A Câmara de Lisboa construiu um jardim num espaço que não lhe pertencia e que estava destinado à Paróquia de Telheiras desde 2003. As obras, efectuadas numa altura em que a parcela pertencia à EPUL, decorreram a meio do ano passado.

Simultaneamente, o Patriarcado de Lisboa e a câmara procuravam reunir as condições necessárias para que a paróquia ali erguesse uma igreja. Agora, com o jardim aberto ao público, a autarquia garante que — apesar de a EPUL ter sempre sustentado que os acordos com os responsáveis católicos tinha caducado há muito — cederá um terreno para a igreja. Ali ou noutro local a definir.

Data de 1993 o pedido do patriarcado para que fosse cedido à então Paróquia do Lumiar um terreno de cerca de 2100 m2, pertencente à Empresa Pública de Urbanização de Lisba (EPUL), situado junto à actual escola EB 1 de Telheiras, no cruzamento das ruas Hermano Neves e José Escada. O objectivo consistia na construção de uma nova igreja, numa altura em que a antiga — anexa Convento de Nossa Senhora da Porta do Céu —, a 400 metros dali, não dispunha das condições julgadas necessárias.

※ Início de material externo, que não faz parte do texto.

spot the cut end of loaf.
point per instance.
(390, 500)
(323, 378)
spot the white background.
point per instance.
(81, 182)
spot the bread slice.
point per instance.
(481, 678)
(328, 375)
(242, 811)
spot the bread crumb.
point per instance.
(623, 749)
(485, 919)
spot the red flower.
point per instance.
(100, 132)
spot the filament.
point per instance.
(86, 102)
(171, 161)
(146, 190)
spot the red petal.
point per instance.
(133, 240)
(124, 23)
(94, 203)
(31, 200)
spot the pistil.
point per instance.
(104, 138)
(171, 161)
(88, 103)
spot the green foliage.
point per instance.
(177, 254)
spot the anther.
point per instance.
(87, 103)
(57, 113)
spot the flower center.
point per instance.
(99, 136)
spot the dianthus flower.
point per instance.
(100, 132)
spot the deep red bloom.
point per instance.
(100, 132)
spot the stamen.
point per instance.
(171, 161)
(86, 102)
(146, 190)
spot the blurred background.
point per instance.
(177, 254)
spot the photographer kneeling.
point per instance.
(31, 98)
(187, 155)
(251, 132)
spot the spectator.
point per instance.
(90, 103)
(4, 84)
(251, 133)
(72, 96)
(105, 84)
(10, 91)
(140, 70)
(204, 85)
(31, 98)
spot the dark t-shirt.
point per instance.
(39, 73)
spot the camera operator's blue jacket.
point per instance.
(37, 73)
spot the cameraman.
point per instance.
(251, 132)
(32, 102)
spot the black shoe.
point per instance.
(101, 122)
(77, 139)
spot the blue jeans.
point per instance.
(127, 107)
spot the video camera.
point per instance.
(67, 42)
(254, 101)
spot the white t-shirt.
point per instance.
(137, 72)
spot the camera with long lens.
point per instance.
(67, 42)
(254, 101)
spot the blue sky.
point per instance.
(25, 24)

Dez anos depois, em Setembro de 2003, a EPUL celebrou um protocolo e um contrato-promessa de constituição de direito de superfície com os representantes da Igreja Católica por forma a viabilizar o pedido do patriarcado. Ambos os documentos tinham sido previamente aprovados pela câmara e estabeleciam que, além da cedência do trerreno pelo preço simbólico de cinco euros, a EPUL faria obras na igreja no valor de 497 mil euros.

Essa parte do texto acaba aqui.